This morning the view over the ocean was a tryptych. To the east, where clouds obscured the sunrise, its light nevertheless shined brightly on the water, fading to dark clouds and fog farther from shore.
Straight in front of me I was looking at a complete different sky, as if someone had swiftly and with a broad brush swirled white clouds against a bright blue background.
And to the west, a single feather of dark blue extended gracefully up and away over a brilliant blue ocean.
On weekends we like to check for yard sales and estate sales in the newspaper, mostly so that we can discover new neighborhoods . We remember wandering through a place called Kitty Hawk Landings last year at the Outer Banks, where every house had a canal adjoining it that led to the Sound and the ocean, as well as a driveway that led to a road and a highway. We discovered a similar place in Morehead City yesterday, nice homes backing up to the Newport River.

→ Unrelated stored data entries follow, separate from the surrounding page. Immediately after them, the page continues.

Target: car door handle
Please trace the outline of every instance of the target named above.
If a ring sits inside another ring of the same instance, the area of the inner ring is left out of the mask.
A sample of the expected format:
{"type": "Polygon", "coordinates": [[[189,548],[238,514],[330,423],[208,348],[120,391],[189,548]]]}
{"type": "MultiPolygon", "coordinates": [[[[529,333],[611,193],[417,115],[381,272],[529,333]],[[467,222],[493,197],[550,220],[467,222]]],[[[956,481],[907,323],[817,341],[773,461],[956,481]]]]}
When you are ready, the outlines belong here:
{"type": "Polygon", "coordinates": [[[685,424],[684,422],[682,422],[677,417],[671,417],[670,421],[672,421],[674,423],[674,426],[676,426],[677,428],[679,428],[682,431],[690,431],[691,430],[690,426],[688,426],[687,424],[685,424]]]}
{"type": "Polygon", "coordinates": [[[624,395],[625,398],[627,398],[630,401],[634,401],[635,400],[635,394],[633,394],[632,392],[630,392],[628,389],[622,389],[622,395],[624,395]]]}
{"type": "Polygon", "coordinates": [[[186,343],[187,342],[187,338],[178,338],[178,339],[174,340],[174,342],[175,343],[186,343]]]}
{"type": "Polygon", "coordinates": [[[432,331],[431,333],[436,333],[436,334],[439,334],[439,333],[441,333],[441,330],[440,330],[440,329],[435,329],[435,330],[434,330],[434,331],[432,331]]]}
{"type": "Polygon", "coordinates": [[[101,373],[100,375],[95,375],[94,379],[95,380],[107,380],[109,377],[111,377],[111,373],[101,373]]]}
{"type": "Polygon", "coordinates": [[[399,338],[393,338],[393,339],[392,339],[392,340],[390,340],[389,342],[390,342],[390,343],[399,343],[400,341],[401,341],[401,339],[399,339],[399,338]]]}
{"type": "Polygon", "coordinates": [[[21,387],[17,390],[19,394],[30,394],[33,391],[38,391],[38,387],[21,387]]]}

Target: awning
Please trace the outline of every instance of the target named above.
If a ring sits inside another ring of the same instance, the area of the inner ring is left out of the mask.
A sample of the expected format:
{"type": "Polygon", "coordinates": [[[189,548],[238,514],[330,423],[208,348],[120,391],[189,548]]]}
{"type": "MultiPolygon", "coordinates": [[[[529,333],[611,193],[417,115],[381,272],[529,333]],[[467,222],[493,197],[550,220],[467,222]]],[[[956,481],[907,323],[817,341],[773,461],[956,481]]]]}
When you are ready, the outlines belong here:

This morning on the way to church we stopped at an estate sale in Beaufort, but it was a depressing sight - the scattered belongings of a man who had apparently died recently, china and little souvenirs and framed prints that meant something to him, suits and shirts still hanging in the closet - all the material things that a now-gone gentleman had managed to acquire in his lifetime. It was the perfect introduction to this morning's sermon, preached by Pastor Jason, on Commandments No. 8 and 10, injunctions not to steal or covet, and on the futility of pursuing a material life. “Do not lay up for yourselves treasures on earth, where moth and rust destroy and where thieves break in and steal," we read responsively. "For where your treasure is, there your heart will be also." This was a good sermon to hear during these greedy, materialistic times in our nation.
"Keep your lives free from the love of money
and be
content with what you have,
because God has said,
Never will I leave
you; never will I forsake you." - Hebrews 12:5
That was the title of the sermon: "Be Content." It is a concept and an attitude toward life that we like to call "Peace and Plenty" and that we have reflected on often during this Sabbatical and that we continue to work on in our own lives.
It was a warm afternoon and there were more people on the beach than I have seen since we arrived here in January, strolling arm in arm, collecting shells, even splashing in the surf a little. They all seemed content to us on this warm Sabbath afternoon.